Muchos apostaron a que, más temprano que tarde, China alcanzaría a tener la economía más poderosa del mundo. Los expertos debatieron cuándo exactamente ocurrirá eso, y qué consecuencias tendría para el equilibrio geopolítico global. Las revistas especializadas en relaciones internacionales rebosaban de artículos sobre la “trampa de Tucídides”: una hipótesis con 2 mil 400 años de historia que sugiere que las grandes guerras se dan cuando una potencia en ascenso amenaza la hegemonía de una potencia establecida.

Lo que nadie sospechaba hace 10 años era que el modelo colapsaría no por alguna crisis económica o geopolítica, sino por las ansias de poder de un solo hombre: Xi Jinping.
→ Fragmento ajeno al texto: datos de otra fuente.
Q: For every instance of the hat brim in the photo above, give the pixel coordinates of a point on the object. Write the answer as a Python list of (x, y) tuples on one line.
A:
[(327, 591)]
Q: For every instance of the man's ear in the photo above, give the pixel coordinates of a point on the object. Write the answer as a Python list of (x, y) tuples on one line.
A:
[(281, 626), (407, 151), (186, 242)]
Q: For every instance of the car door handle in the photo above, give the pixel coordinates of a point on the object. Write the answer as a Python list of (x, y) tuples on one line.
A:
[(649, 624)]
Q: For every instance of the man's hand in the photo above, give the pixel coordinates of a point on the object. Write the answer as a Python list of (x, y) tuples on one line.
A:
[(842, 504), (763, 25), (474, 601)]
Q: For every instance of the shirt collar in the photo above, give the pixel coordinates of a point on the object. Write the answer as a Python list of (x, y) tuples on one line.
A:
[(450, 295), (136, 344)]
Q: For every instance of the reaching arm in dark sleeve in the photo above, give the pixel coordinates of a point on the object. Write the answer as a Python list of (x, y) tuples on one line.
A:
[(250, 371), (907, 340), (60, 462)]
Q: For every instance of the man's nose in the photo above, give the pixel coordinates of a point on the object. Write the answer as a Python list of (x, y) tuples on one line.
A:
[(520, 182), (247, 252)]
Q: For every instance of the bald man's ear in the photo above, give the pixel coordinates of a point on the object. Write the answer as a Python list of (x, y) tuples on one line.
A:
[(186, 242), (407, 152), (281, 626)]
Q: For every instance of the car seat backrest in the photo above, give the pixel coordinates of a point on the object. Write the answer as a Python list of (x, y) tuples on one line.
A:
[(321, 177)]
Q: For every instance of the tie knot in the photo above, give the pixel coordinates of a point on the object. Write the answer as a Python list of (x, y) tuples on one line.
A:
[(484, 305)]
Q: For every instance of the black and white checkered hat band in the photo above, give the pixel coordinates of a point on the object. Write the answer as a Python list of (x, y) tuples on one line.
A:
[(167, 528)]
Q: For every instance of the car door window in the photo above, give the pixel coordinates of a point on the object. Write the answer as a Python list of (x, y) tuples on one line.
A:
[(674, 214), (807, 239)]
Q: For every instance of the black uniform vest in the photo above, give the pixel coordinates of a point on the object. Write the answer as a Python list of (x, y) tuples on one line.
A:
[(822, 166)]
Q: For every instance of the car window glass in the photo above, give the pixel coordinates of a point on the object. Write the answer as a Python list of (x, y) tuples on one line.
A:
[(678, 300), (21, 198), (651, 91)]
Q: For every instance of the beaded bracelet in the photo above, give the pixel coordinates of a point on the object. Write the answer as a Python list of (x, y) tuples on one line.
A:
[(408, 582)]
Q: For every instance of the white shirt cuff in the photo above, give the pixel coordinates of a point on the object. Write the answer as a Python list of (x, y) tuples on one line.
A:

Desde que Xi llegó al poder en 2013, su gobierno fue abandonando los pilares básicos del reformismo. En lugar de tomar las decisiones entre los miembros del Comité Permanente, Xi fue centralizando todas las decisiones estratégicas en sí mismo, y llenando al Comité Permanente de compinches que lo apoyan incondicionalmente. Ese afán centralizador acabó con la relativa autonomía que habían tenido los jefes políticos regionales y locales, sometiéndolos a un control mucho más férreo por parte del partido en Beijing. Peor aún, Xi acabó con la práctica de rotar el liderazgo del Estado entre sus colegas, estableciendo así la reelección indefinida a la jefatura del estado y del partido y asomándose como dictador vitalicio.
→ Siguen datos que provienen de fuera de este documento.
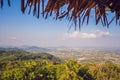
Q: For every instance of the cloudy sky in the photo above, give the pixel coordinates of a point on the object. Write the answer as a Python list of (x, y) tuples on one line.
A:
[(17, 29)]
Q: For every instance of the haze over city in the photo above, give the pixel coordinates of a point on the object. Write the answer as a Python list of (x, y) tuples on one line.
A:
[(18, 29)]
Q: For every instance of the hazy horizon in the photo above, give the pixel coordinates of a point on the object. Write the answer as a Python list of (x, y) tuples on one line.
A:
[(17, 29)]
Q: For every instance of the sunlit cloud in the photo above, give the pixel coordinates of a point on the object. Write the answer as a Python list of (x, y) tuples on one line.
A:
[(91, 35)]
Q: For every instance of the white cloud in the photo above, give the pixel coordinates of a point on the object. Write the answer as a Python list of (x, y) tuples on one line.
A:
[(77, 35)]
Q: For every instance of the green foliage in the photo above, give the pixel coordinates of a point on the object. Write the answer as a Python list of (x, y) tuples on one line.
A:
[(46, 69)]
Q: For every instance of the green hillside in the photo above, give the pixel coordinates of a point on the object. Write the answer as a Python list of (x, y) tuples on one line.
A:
[(22, 65), (14, 55)]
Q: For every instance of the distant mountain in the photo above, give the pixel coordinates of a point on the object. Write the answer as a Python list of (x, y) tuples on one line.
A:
[(35, 49)]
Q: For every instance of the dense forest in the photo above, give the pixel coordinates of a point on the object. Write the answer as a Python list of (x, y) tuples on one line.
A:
[(22, 65)]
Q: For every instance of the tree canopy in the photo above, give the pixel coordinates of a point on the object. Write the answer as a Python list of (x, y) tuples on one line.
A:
[(78, 11)]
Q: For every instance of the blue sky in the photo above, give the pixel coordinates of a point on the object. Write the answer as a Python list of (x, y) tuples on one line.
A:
[(17, 29)]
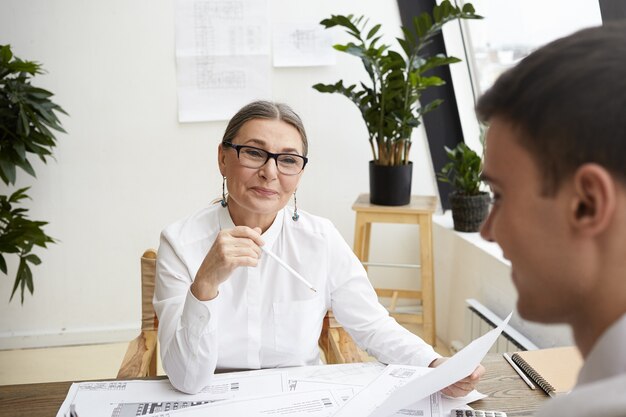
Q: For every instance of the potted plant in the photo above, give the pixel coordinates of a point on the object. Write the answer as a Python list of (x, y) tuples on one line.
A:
[(389, 103), (470, 205), (27, 118)]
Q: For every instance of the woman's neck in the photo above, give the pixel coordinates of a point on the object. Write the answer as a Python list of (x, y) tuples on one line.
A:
[(251, 220)]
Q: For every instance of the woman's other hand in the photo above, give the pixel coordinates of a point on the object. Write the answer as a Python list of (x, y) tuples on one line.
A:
[(232, 248), (464, 386)]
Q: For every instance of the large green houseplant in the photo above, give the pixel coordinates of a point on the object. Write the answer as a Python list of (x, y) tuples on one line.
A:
[(470, 205), (27, 118), (390, 102)]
Y una vez centralizado el poder en sí mismo, a Xi le pasó lo que le suele pasar a los dictadores: comenzó a equivocarse. Rodeado de figuras pusilánimes que no se atreven a decirle que no al jefe, lanzó una política de Covid Cero que le causó daños permanentes a la economía china. Arremetiendo contra los grandes grupos tecnológicos que habían surgido durante la era de las reformas, frenó el potencial de innovación de su economía. Y ha manejado tan torpemente la crisis que surgió en un sector inmobiliario hipertrofiado y sobreendeudado que ha logrado lo que hasta hace poco parecía imposible: frenar el milagroso crecimiento económico en China.
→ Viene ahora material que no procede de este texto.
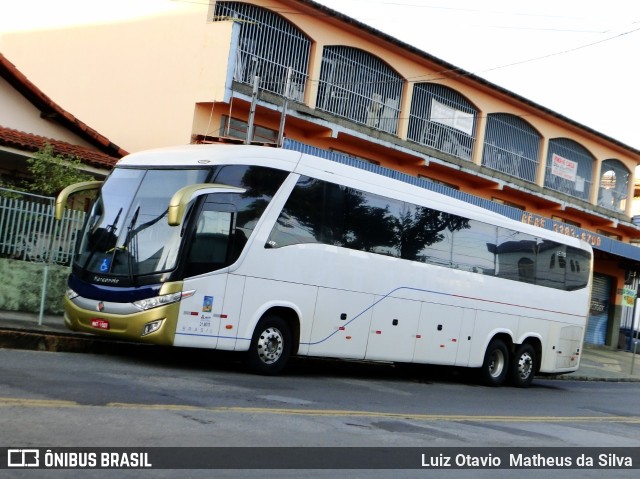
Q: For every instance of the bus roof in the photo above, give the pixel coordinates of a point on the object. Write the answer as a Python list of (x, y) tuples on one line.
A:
[(290, 160)]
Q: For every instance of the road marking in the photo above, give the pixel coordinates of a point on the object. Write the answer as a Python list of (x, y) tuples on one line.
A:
[(52, 403)]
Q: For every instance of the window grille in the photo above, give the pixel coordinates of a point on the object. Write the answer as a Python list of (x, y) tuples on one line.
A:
[(614, 186), (267, 46), (511, 146), (569, 168), (358, 86), (442, 119)]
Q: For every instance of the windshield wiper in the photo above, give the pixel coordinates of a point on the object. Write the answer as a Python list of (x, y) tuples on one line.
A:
[(130, 234), (103, 233)]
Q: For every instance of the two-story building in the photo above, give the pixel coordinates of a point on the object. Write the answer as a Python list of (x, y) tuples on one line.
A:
[(188, 72)]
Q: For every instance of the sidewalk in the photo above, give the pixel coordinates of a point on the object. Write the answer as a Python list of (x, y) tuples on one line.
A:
[(23, 331)]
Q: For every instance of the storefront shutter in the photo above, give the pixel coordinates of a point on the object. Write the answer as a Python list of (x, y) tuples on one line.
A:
[(599, 311)]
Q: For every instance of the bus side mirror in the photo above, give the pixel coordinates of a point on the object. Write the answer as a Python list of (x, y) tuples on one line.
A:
[(183, 196), (62, 198)]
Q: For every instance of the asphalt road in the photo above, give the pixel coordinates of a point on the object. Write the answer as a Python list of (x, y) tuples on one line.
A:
[(191, 398)]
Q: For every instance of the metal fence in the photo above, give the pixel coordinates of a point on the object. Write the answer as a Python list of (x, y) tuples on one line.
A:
[(29, 231)]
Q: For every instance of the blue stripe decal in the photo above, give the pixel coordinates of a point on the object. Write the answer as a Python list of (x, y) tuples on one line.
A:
[(442, 294)]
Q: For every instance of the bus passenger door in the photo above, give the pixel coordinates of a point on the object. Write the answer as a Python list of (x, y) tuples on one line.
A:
[(200, 315), (210, 249), (392, 334)]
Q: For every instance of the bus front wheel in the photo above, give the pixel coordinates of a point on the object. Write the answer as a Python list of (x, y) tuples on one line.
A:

Los expertos ya no dan por sentado que China será la mayor economía del mundo en breve   —importantes analistas ahora argumentan que nunca lo será—. Enfrentándose por primera vez a una crisis de desempleo y de deflación, Xi parece no tener respuestas a los graves problemas que su gobierno ha creado. Así, Xi parece cada día más aislado.

Xi está descubriendo lo que muchos gobernantes ya saben: una gran sociedad contemporánea es un ente demasiado complejo para ser gobernado por un solo hombre. El liderazgo colectivo reformista que Xi desmontó distaba mucho de la perfección: era autoritario, corrupto, burocrático y ciego. Pero sabía aprender y adaptarse a un mundo cambiante. La dictadura de Xi parece incapaz de hacerlo.